Avant de travailler à temps partiel, cela arrivait souvent, tellement souvent que je passais la plupart de mes week-ends à dormir, et alors, que dire des vacances?

Le temps partiel (associé à un travail psychanalytique de fond et la découverte de mon empathie et surtout de comment la gérer) me permit de davantage me ménager, ce qui se ressentit sur la qualité de mes cours, ma disponibilité vis-à-vis des élèves et du contenu de ce que j'enseignais gagna en souplesse, ma connaissance du manuel scolaire et le fait de disposer d'un panel assez important de documents sur ma clé USB, exploitables à chaque instant grâce au matériel présent dans la classe, m'offrait même le luxe de rebondir par rapport à une question posée en proposant un exercice d'illustration et même d'improviser. 
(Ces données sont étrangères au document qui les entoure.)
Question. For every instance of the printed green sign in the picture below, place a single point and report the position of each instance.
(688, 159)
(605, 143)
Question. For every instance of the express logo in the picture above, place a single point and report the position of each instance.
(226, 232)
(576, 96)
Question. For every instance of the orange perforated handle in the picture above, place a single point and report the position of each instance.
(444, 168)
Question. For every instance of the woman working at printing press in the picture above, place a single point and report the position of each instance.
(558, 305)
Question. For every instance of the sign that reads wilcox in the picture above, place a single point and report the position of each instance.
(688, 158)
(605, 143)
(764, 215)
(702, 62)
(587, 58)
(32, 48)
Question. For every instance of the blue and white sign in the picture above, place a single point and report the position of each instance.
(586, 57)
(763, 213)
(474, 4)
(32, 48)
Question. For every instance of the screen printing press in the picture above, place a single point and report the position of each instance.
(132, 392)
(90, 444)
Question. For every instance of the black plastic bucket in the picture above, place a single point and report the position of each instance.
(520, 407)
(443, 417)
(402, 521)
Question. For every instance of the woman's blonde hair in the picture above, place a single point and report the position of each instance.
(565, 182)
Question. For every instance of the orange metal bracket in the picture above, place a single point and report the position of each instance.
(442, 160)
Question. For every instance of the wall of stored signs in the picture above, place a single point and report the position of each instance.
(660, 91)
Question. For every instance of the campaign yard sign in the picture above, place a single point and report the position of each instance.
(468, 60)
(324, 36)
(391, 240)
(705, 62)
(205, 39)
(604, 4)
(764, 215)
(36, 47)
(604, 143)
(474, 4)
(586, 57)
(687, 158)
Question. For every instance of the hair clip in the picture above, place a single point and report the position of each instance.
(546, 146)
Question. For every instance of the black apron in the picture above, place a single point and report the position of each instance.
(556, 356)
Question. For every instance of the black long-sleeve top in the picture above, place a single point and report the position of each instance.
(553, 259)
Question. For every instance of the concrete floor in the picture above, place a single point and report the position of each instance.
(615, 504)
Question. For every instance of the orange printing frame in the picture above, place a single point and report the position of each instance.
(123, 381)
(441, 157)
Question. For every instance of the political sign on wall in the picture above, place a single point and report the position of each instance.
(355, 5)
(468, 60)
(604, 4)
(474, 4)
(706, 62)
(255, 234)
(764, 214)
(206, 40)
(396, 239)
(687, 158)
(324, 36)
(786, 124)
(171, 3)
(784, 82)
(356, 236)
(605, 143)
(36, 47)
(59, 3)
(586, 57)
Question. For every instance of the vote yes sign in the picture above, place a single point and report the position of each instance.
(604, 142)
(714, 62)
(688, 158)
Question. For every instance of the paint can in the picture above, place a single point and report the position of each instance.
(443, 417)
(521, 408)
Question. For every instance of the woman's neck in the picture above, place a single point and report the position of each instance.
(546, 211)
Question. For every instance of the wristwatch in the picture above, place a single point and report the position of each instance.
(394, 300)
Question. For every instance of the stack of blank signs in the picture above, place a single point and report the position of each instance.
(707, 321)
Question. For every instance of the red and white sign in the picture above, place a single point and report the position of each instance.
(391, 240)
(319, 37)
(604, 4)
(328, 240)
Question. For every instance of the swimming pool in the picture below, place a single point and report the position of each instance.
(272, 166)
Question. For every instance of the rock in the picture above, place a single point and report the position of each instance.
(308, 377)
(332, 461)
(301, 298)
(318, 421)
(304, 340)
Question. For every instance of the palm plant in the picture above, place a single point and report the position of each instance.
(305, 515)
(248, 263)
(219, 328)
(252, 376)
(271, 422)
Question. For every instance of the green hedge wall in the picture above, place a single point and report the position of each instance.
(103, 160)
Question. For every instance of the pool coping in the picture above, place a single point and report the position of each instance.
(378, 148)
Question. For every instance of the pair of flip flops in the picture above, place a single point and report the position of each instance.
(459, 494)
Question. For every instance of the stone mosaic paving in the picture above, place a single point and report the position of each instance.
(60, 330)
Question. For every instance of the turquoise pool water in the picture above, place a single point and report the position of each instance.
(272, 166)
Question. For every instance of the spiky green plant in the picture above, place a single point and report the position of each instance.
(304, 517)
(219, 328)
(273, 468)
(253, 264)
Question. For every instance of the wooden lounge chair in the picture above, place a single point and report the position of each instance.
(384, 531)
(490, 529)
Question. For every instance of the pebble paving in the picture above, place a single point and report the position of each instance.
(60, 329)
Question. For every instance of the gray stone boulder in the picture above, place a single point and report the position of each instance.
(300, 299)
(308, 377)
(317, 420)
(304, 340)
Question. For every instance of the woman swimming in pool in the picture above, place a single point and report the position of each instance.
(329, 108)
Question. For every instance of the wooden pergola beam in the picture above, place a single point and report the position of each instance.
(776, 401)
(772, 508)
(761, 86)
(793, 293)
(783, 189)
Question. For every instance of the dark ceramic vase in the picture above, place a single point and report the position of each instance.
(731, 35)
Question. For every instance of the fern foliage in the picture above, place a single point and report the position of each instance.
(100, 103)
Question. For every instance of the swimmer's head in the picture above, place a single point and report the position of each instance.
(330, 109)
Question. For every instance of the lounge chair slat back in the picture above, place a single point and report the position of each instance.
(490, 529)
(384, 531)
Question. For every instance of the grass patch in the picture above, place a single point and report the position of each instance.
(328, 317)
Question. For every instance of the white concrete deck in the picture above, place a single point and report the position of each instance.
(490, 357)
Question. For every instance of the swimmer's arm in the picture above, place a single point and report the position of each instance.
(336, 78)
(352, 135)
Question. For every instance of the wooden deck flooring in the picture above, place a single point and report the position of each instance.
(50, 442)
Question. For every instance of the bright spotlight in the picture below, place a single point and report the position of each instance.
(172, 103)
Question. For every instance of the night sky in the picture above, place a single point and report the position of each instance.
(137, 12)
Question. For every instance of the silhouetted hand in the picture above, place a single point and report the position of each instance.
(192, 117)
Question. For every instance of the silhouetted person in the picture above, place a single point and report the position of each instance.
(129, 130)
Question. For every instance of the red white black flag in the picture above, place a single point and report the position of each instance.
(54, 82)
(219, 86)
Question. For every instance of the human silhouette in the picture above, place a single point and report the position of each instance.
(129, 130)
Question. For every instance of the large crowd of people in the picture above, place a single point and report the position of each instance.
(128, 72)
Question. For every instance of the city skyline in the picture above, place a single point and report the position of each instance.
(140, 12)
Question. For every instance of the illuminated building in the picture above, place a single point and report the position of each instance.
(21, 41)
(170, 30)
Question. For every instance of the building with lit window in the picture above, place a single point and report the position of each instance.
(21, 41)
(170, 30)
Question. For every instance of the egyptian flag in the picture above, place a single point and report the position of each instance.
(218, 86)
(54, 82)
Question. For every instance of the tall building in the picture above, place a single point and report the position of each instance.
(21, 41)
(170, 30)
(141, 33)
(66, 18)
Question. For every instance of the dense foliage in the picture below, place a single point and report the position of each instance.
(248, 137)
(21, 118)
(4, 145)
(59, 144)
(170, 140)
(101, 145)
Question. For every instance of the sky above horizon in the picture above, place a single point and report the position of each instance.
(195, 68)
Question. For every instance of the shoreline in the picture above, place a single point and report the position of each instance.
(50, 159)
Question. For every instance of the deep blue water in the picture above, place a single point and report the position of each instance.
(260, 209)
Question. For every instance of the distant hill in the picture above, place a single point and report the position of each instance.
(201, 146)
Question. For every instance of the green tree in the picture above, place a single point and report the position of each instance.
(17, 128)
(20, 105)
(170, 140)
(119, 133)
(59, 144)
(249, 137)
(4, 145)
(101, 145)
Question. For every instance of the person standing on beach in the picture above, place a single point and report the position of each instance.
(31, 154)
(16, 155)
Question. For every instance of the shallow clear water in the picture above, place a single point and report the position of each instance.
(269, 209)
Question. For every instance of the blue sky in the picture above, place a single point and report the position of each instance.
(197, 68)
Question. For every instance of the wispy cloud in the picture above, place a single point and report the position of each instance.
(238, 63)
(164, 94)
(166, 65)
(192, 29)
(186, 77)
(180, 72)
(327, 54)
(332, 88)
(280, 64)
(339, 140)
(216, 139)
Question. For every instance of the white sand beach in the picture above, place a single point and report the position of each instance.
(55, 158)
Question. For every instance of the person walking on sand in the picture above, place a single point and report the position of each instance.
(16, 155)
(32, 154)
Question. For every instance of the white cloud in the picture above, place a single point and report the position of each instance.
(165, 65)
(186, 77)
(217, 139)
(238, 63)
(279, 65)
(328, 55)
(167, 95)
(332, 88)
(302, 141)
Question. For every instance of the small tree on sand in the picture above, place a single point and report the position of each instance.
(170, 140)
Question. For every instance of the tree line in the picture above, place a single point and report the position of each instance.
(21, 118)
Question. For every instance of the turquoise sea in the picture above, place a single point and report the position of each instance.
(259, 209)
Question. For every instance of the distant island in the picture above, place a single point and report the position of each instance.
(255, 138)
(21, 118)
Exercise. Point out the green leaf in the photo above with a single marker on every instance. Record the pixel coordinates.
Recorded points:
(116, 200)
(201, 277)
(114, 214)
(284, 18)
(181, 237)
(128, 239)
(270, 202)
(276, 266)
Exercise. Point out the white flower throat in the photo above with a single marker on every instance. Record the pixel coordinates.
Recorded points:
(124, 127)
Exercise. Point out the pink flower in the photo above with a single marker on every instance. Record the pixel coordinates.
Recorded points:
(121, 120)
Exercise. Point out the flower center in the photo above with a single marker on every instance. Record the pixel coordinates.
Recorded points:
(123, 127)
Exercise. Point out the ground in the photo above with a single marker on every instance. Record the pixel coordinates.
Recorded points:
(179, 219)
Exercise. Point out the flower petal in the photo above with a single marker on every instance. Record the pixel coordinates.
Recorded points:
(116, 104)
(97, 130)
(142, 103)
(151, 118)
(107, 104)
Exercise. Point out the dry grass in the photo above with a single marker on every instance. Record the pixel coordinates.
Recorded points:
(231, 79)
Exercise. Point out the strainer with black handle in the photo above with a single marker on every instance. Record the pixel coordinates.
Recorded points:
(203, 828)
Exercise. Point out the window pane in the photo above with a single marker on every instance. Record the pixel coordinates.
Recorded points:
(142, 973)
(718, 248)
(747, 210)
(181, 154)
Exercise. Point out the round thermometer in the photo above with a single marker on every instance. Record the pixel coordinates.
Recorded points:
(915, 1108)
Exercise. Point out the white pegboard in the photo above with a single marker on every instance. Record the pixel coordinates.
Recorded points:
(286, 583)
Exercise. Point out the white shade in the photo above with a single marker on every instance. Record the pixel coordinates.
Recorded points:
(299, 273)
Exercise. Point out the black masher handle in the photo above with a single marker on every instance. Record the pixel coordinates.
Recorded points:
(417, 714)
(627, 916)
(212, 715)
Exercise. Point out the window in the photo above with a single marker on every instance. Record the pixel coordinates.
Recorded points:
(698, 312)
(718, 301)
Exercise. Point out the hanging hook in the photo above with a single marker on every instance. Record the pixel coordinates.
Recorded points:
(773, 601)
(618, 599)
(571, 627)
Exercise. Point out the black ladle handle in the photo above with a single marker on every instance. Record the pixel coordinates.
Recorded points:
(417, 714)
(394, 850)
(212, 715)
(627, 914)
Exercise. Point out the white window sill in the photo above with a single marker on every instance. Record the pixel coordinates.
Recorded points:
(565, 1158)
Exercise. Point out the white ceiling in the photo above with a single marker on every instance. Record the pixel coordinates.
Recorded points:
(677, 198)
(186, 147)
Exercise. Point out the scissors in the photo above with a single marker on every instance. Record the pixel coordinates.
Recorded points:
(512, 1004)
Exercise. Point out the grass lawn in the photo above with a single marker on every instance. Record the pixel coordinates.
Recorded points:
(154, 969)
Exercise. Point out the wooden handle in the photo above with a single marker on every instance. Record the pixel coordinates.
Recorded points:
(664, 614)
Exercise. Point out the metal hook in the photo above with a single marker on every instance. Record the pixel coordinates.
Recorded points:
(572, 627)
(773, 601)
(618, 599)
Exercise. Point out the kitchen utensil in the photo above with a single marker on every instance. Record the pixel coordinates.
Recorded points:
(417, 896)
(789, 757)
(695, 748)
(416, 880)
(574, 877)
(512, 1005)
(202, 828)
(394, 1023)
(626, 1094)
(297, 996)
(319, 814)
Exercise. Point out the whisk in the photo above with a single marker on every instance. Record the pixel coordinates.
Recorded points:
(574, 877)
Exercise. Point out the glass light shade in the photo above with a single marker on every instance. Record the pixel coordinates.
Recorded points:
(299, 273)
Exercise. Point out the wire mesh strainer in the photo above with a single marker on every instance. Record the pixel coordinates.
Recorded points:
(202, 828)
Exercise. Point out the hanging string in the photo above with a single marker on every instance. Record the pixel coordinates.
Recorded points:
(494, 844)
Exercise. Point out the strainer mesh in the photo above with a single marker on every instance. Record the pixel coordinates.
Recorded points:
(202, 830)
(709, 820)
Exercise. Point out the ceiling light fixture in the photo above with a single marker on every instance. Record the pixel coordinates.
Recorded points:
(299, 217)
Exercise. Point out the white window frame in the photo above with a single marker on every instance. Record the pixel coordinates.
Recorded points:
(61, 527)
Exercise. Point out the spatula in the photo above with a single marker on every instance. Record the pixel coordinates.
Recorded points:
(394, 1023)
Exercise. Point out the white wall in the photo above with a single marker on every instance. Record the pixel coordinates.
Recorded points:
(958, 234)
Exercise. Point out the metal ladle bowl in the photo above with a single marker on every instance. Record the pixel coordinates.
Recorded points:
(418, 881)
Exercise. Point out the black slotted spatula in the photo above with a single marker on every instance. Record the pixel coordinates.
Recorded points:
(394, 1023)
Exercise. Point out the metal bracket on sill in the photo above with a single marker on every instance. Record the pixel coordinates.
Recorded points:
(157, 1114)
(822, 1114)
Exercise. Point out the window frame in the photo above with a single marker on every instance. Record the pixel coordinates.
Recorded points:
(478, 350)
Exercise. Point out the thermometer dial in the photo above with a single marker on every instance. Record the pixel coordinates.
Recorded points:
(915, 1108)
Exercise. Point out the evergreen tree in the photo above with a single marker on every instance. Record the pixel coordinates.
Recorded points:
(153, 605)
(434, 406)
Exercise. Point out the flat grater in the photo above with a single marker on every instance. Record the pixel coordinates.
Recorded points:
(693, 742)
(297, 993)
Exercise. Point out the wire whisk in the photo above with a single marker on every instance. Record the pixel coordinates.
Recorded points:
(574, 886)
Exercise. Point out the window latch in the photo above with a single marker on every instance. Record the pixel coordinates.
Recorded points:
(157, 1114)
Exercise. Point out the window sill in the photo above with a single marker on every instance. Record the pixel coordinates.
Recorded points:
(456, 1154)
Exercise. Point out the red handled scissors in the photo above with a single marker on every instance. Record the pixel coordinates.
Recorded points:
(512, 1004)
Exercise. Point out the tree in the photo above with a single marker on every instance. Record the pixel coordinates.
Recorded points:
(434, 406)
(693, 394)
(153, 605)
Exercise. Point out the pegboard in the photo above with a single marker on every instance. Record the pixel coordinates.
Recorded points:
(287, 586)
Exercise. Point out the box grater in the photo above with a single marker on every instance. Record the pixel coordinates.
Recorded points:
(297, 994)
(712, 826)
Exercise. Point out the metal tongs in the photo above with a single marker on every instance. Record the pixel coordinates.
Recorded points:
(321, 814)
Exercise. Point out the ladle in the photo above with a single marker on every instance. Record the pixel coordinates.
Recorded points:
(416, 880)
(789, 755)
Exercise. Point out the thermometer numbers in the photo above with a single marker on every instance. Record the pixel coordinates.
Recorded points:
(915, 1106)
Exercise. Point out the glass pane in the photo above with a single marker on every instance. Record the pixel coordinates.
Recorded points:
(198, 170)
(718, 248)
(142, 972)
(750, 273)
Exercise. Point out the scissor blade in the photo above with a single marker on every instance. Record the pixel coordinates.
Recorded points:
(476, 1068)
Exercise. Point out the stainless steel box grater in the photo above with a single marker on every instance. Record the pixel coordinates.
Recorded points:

C'est ce qui m'arrivait parfois de faire dans certaines classes, je me souviens d'un exercice d'écriture que j'avais créé à partir d'un cours de méditation que je suivais à l'époque. Il s'agissait de se mettre en silence (et ouf, un peu de silence, cela ne faisait pas de mal ...) et au moment où je le disais, d'écrire un mot en espagnol sur le cahier, celui qui leur passait à l'esprit, puis on recommençait avec une phrase, le tout ponctué de lectures (j'en profitais pour travailler la prononciation, l'énonciation et la mise en situation de communication) où les élèves s'écoutaient, luxe non négligeable, prenaient un mot dans les phrases que proposaient leurs camarades, puis s'en servaient pour à leur tour bâtir une autre histoire.

Cet exercice était très intéressant à plus d'un titre, d'abord pour libérer la créativité et montrer que l'on n'a pas besoin d'être bilingue pour transmettre une idée, une émotion, mais aussi parce que ce qui surgissait venait d'eux et pas du document que le prof imposait. Ces phrases, la plupart, souvent, toujours, trahissaient leurs préoccupations, et si certaines demeuraient très prévisibles, certaines l'étaient moins et évoquaient, en filigrane, un quotidien et un vécu qu'ils n'avaient pas forcément l'habitude d'exprimer, surtout pas en langue étrangère, et certains moments de lecture étaient chargés d'une intense émotion.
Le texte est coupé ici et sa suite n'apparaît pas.